Mutant SRSF2-associated impaired erythropoiesis is defined by increased mTORC1 signaling due to FYN missplicing

Using mouse models and primary human samples, we investigated the impact of SRSF2 mutations on erythropoiesis. We found reduced erythropoiesis in Srsf2P95H versus wild-type mice upon stress-induced erythropoiesis and identified that SRSF2 mutations correlate with reduced hemoglobin in JAK2-mutant patients with myeloproliferative neoplasms (MPN). Consistent with this, Jak2V617F-Srsf2P95H versus Jak2V617F mice displayed reduced red blood cell counts and erythroid precursor frequencies. RNA-sequencing on erythroid precursors showed reduced expression of heme metabolism and mitotic spindle-related genes, and increased expression of mTORC1 signaling in Srsf2P95H versus wild-type cells. RNA splicing analyses on the same cells and on human patient samples identified aberrant FYN splicing in SRSF2mut cells, with increased aberrant FYNB over normal FYNT transcripts. FYNB, but not FYNT, expression resulted in reduced erythroid differentiation and increased phosphorylation of mTORC1 downstream target S6 kinase. Additionally, increased S6 phosphorylation was confirmed in primary Srsf2P95H erythroid cells. mTORC1 pathway inhibition using rapamycin normalized FYNB- and Srsf2P95H-induced impaired erythropoiesis and significantly increased erythroid colony formation of SRSF2-mutant myelodysplastic syndrome (MDS) bone marrow cells.
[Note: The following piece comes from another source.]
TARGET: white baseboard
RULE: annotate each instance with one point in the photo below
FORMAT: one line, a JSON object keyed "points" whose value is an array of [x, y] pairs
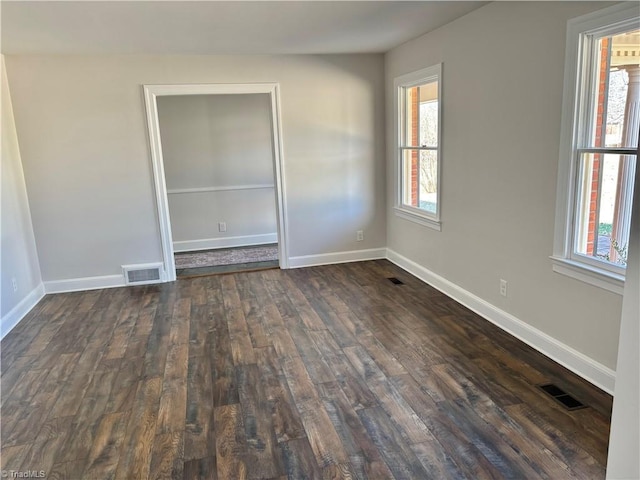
{"points": [[18, 312], [224, 242], [86, 283], [337, 257], [577, 362]]}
Our data reveal targetable molecular mechanisms of impaired erythropoiesis in SRSF2-mutant cells. Overall design: Mx1-Cre and Mx1-Cre Srsf2P95H/+ mice were subcutaneously injected with phosphate-buffered saline (PBS) or phenylhydrazine (PHZ, 30 mg/kg) on days 0 and 1, followed by sorting and RNA-sequencing of bone marrow-derived CFU-E cells on day 4.